A segunda temporada de One Piece, da Netflix, finalmente chegou após mais de dois anos, e parece que a espera valeu a pena. Com os Chapéus de Palha adentrando a Grand Line, a nova temporada eleva a aposta em todos os sentidos, seja pelas novas ilhas fantásticas a serem descobertas ou pelos perigosos inimigos que aguardam a cada curva.
Além de fazer novos inimigos como o Capitão Smoker e a Baroque Works, a 2ª temporada de One Piece também apresenta muitos novos aliados para os Chapéus de Palha. O mais empolgante deles é, claro, o mais novo membro da tripulação, Dr. Tony Tony Chopper. No entanto, Chopper não é o único membro dos Chapéus de Palha a estrear na 2ª temporada, já que a série surpreendeu os fãs com uma introdução antecipada de Brook.
Brook faz estreia antecipada na 2ª temporada
Conheça o futuro músico dos Chapéus de Palha no Episódio 2
O Episódio 2 da 2ª temporada de One Piece pode conter uma das maiores surpresas da nova temporada, com os fãs sendo apresentados inesperadamente a Brook, o futuro músico dos Chapéus de Palha, durante um flashback. O episódio mostra Crocus explicando a Luffy como Laboon chegou aos seus cuidados, com um flashback revelando os Piratas Rumbar em sua totalidade.
Isso inclui seu capitão, Calico Yorki, interpretado por Richard Gau, e Brook, interpretado por Martial Batchamen. Brook, é claro, ostenta seu icônico afro e óculos redondos, bem como o mesmo conjunto que os Chapéus de Palha o encontram como um esqueleto em Thriller Bark. Martial Batchamen também reproduz a risada inesquecível de Brook com perfeição, juntamente com uma voz de canto profunda e rica que faz jus ao Rei da Alma de One Piece.
Diferente do mangá e do anime, onde Crocus apenas menciona brevemente a amigável tripulação de piratas que deixou Laboon aos seus cuidados, a 2ª temporada da série live-action dá aos Piratas Rumbar uma estreia adequada com um flashback estendido.
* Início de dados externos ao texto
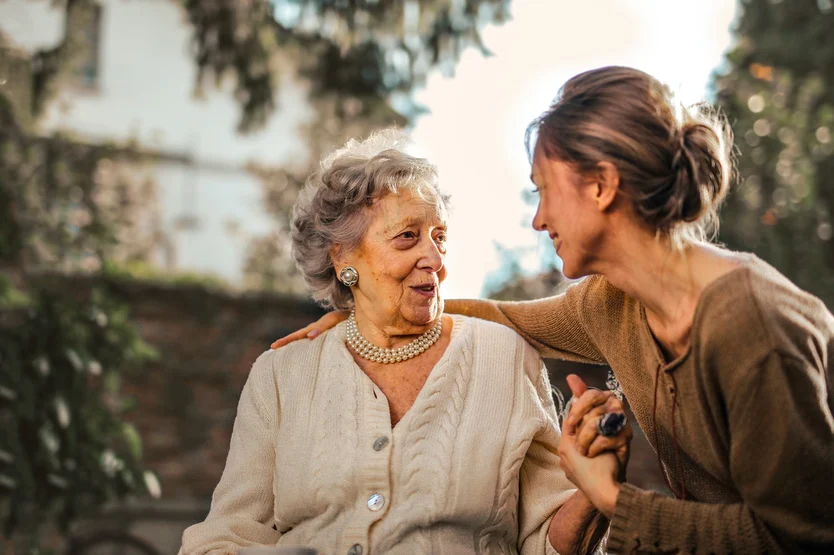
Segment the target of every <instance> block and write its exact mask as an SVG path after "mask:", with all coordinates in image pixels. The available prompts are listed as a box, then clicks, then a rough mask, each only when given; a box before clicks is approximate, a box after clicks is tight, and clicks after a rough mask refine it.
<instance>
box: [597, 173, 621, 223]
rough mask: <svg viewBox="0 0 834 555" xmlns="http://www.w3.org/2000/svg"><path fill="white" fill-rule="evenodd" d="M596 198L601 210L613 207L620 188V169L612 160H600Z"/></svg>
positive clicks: (597, 179) (597, 173) (599, 208)
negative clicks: (605, 161) (618, 167)
mask: <svg viewBox="0 0 834 555" xmlns="http://www.w3.org/2000/svg"><path fill="white" fill-rule="evenodd" d="M595 177H596V190H595V191H594V200H595V201H596V203H597V208H599V211H600V212H604V211H606V210H608V209H609V208H611V206H612V205H613V204H614V199H616V198H617V193H618V192H619V190H620V171H619V170H618V169H617V166H615V165H614V164H612V163H611V162H600V163H599V164H597V171H596V176H595Z"/></svg>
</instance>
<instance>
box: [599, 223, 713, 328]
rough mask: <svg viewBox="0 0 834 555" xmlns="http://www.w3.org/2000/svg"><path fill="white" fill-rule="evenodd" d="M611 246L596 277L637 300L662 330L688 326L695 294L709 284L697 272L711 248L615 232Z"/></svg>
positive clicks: (699, 295)
mask: <svg viewBox="0 0 834 555" xmlns="http://www.w3.org/2000/svg"><path fill="white" fill-rule="evenodd" d="M614 243H616V244H614V245H611V246H610V247H609V248H608V249H607V250H608V252H609V253H610V255H609V256H608V257H605V258H603V259H602V260H604V261H602V262H600V263H599V266H600V267H599V269H598V270H597V273H600V274H603V275H605V276H606V278H608V280H609V281H610V282H611V284H612V285H614V286H615V287H617V288H618V289H620V290H622V291H624V292H625V293H626V294H628V295H629V296H631V297H633V298H635V299H637V300H638V301H640V303H641V304H643V306H644V307H645V308H646V310H647V312H648V313H649V316H650V317H651V318H653V319H654V320H655V321H657V322H658V323H659V324H660V325H662V326H663V327H668V328H679V327H680V326H681V324H682V323H683V324H688V323H690V322H691V319H692V316H693V314H694V310H695V307H696V306H697V303H698V299H699V297H700V295H701V291H703V289H704V287H706V285H707V284H708V283H709V281H710V280H708V279H705V275H704V273H703V272H702V271H700V269H701V268H702V267H703V266H702V265H703V264H704V263H706V262H707V260H705V259H706V258H709V257H711V256H713V254H711V253H710V251H712V250H713V249H714V247H710V246H708V245H705V244H701V243H686V244H684V245H683V247H681V248H680V249H676V248H673V247H672V245H671V244H670V242H669V241H668V240H666V239H664V238H660V237H656V236H655V235H653V234H650V233H648V232H646V231H644V230H640V231H638V232H634V233H629V234H620V235H619V240H615V241H614Z"/></svg>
O episódio também inclui a promessa final de Brook a Laboon antes que os Piratas Rumbar partam novamente cantando a Canção de Binks.
One Pieceda Netflix é uma aula de adaptação live-action

Quanto à escalação de Brook, dado seu título de “Rei da Alma”, a Netflix não poderia ter escolhido alguém melhor do que Martial Batchamen. Dado que a música soul tem suas raízes na cultura afro-americana, faz sentido que Brook seja interpretado por um ator negro, e a performance de Batchmen tem sido perfeita até agora.
O mesmo pode ser dito para a performance de Charithra Chandran como Vivi, que finalmente encerrou a controvérsia sobre sua escalação. Infelizmente, pode levar um tempo até que os fãs vejam Brook novamente no live-action, pois Thriller Bark ainda está longe no horizonte, mas essa estreia antecipada está deixando os fãs animados.
Embora a introdução antecipada dos Piratas Rumbar se desvie do mangá de One Piece, este é um caso em que a adaptação live-action argumentavelmente teve a oportunidade de melhorar a história original e, felizmente, a aproveitou.

É muito provável que, quando o mangá de One Piece introduziu Laboon pela primeira vez, Eiichiro Oda ainda não tivesse conceituado Brook ou os Piratas Rumbar, ou sequer tivesse planos adicionais para Laboon. Como tal, foi uma surpresa completa quando os laços de Brook com Laboon foram revelados mais tarde.
No entanto, o live-action tem o benefício de trabalhar com anos de material original e saber o que está por vir, podendo assim lançar as bases para futuras revelações como esta com bastante antecedência. Desta forma, o live-action pode argumentavelmente refinar a história de One Piece, e a 2ª temporada tem sido um excelente exemplo até agora.